Desde mi ventana
Carmen Heras

Hay personas que navegan por la vida como si de galeones viejos se tratase. Ya saben, esos barcos a vela, robustos y pesados, aunque con un gran potencial destructivo, usados desde principios del siglo XVI, para el comercio o la guerra. Se mueven lentos, con gentes diversas a su servicio haciendo turnos, disponen de los camarotes correspondientes, de las viandas de la cocina, son usados por piratas y señores…

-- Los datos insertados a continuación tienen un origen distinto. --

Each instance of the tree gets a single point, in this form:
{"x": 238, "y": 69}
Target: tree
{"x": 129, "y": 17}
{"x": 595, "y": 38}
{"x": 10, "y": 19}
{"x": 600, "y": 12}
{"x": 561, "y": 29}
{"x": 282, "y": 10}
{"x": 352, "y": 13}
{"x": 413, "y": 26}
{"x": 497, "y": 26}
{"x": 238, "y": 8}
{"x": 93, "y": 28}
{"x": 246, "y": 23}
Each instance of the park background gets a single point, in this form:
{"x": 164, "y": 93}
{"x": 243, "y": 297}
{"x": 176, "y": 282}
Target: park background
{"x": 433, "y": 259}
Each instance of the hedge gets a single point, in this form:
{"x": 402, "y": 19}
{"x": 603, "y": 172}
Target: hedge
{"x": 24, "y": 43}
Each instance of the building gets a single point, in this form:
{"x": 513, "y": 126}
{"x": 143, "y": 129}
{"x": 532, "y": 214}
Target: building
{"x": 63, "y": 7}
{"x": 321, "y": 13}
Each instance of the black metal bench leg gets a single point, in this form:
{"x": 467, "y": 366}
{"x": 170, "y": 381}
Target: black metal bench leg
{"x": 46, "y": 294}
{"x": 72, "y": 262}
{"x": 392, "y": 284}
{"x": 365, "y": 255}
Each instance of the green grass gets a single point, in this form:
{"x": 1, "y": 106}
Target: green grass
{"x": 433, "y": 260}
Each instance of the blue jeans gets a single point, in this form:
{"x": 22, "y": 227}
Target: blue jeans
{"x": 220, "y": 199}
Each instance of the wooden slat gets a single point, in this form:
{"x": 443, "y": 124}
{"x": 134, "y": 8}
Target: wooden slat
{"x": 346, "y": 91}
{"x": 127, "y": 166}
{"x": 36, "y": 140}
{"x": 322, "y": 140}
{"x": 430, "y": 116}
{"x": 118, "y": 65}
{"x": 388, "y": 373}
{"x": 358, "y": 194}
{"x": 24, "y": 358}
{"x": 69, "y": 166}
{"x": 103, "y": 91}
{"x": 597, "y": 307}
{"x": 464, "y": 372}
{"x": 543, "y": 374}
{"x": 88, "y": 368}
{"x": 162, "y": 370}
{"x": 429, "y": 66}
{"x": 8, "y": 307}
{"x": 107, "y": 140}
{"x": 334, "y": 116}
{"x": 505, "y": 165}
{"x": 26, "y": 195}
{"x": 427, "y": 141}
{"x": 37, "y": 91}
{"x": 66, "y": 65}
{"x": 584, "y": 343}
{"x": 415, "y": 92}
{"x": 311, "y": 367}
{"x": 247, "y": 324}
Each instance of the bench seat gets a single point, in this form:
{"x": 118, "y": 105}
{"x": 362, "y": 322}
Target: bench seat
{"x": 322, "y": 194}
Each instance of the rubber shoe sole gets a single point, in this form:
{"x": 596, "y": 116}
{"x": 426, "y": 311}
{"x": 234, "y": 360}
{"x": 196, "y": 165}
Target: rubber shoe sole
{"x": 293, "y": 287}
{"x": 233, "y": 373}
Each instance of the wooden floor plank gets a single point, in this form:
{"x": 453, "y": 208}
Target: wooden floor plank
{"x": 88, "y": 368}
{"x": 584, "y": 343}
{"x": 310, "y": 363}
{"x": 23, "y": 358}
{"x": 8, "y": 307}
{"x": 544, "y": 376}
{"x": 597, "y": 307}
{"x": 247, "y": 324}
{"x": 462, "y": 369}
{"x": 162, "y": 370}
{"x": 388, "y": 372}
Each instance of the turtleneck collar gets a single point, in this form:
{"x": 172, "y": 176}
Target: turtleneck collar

Hoy desperté sobresaltada, soñaba que tenía que tocar una pieza con un instrumento musical cuyo nombre no recuerdo y debiendo hacerlo con otros llegué tarde a la cita. Uno de los jefecillos lo afeó. Mientras, yo había olvidado por completo la partitura y recapacitaba, con angustia, sobre lo qué hacer. Agradecí despertar y que todo fuera un sueño. No más quimeras ni intranquilidades por cuestiones oníricas que te salen al paso. No más vehemencia en el enfoque, nada de muros que saltar. Ni caminos que recorrer como no sean los previamente buscados. Durante mucho tiempo me reté en los objetivos, física y mentalmente. A explorar nuevas formas, métodos y lides. A ensayar nuevos contenidos y disciplinas. A encauzarme en nuevos proyectos. Para mí y para los otros. Ese tiempo murió. Solo leo las distopias, ya no las genero.

Explica David Damrosch, una eminencia en literatura comparada mundial y que acaba de recibir el Balzán de Literatura -un premio que otorga la Fundación Balzán a grandes expertos en distintos campos y cuya suma económica alcanza los 750.000 euros- que la literatura explica muchas cosas, y que aunque no puede reconocer una enfermedad (pongamos por ejemplo) si puede tratar sobre el miedo que nos produce, nuestro terror ante una catástrofe, la importancia que damos a cualquier cambio, etc. Quizá por eso leemos mucho thriller, mucha ciencia ficción y distopias. También, narraciones de sucesos reales. Están de moda las biografías escritas por terceros. Y los libros de autoestima. Y los escritos por políticos.

En estos últimos, a menudo se refleja el análisis de unos hechos reales (en ocasiones con tragedia incluida), se narran viejas historias feas de quienes buscaron invectivas contra aquel que los puso en un sitio determinado, los aceptó en sus filas, incluso los ha encumbrado y hasta les ha dado de comer. Como en los clásicos, resulta que las ambiciones personales nunca tienen límite y solo la moralidad personal puede ponerles freno cuando se desarrollan en exceso, atrapando y secando todo a su paso, como de hecho casi siempre ocurre. Ejemplos a miles coronan todas las épocas en los grandes sitios e incluso en los pequeños. Siempre hay un patán que, solo o en compañía de otros, se pone a guerrear para eliminar al líder. De pronto un día, quiere su sitio y comienza a pleitear para lograrlo. Primero le presta colaboración pero a los dos meses inicia una obscena cuenta atrás de revuelo donde el que decía ser amigo pervierte el orden de las cosas, y comienza a destrozar y malmeter en todo. Como tiene mucho tiempo libre lo emplea en intentar el asalto, en cercenar aureolas, en convencer a los aliados de que con lo que hay nada pueden ganar. Y lo curioso es que muchos entran en el juego, y aceptando la hipótesis que el villano les muestra, combaten con la vista únicamente puesta en su avaricia, ancha y larga como una noche de tormenta. Ellos creen que así van a crecer. Menudo novelón.